Customize Salary slip, add field (currency, name “Prev Gross YTD”) it should create a field custom_prev_gross_ytd. After saving, you can change the display name to Previous Gross YTD, for better readability.

Create a server script that’s activated before_insert.

# Set only if not already set (so it doesn't change on updates or submit)
if not doc.custom_prev_gross_ytd:
    last_slip = frappe.db.get_all(
        "Salary Slip",
        filters={
            "employee": doc.employee,
            "docstatus": 1,
            "start_date": ["<", doc.start_date]
        },
        fields=["gross_year_to_date"],
        order_by="start_date desc",
        limit=1
    )
    doc.custom_prev_gross_ytd = last_slip[0].gross_year_to_date if last_slip else 0

I used the following formula for FUTA:

0 if ((custom_previous_gross_ytd) >= 7000) else 
0.006 * (7000 - (custom_previous_gross_ytd)) if ((custom_previous_gross_ytd + B) > 7000) else 
0.006 * B

I’m unable to get the custom_prev_gross_ytd to populate as early as the salary components are first calculated.

I don’t know why frappe has the components calculated before save or why I can’t populate custom_prev_gross_ytd as at the same time or before calculations are performed before pressing save (after selecting the employee).

I still have to test this with Payroll Entry workflow.

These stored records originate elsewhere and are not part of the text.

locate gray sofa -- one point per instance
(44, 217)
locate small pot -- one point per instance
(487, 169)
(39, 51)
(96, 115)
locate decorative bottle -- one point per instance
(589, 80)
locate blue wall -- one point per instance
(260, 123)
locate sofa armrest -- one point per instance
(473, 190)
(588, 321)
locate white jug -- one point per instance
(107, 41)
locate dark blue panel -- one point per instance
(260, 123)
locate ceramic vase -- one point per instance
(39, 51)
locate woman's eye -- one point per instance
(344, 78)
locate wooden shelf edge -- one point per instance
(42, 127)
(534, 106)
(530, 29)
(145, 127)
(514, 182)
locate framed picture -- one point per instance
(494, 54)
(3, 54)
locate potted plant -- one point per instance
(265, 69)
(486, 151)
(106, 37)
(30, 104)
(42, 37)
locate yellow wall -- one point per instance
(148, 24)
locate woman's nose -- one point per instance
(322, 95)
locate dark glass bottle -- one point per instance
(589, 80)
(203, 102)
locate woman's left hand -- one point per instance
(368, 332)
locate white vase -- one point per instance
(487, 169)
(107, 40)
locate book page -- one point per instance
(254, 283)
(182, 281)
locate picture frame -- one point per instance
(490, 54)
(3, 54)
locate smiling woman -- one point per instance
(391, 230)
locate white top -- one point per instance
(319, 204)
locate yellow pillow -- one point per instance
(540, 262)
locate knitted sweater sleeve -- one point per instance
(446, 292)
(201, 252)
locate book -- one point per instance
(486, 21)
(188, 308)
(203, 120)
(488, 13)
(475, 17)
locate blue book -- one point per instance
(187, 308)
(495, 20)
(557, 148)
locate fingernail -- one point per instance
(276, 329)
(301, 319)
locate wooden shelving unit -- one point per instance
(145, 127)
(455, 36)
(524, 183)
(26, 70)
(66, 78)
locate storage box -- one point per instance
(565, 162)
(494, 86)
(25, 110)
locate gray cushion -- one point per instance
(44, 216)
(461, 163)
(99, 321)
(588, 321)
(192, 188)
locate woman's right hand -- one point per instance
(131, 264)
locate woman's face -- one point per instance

Thank you, @volkswagner. I’ve been experimenting with a custom field as well and seem to be on a similar track to yours. I’ve also tried using a custom server script and hooks.py to trigger updates on insert or validate events—aiming to calculate the gross and apply the deduction formula before the document is submitted.

I’m confident I’ll get it working eventually, and when I do, I’ll be sure to share my results with the forum.

Thanks again to everyone who contributed to this discussion. I understand and respect the various perspectives shared, but I still firmly believe that the values posted to the General Ledger should be accurate after a Save and before a Submit. From an accountant’s point of view, I think we can all agree on the importance of that.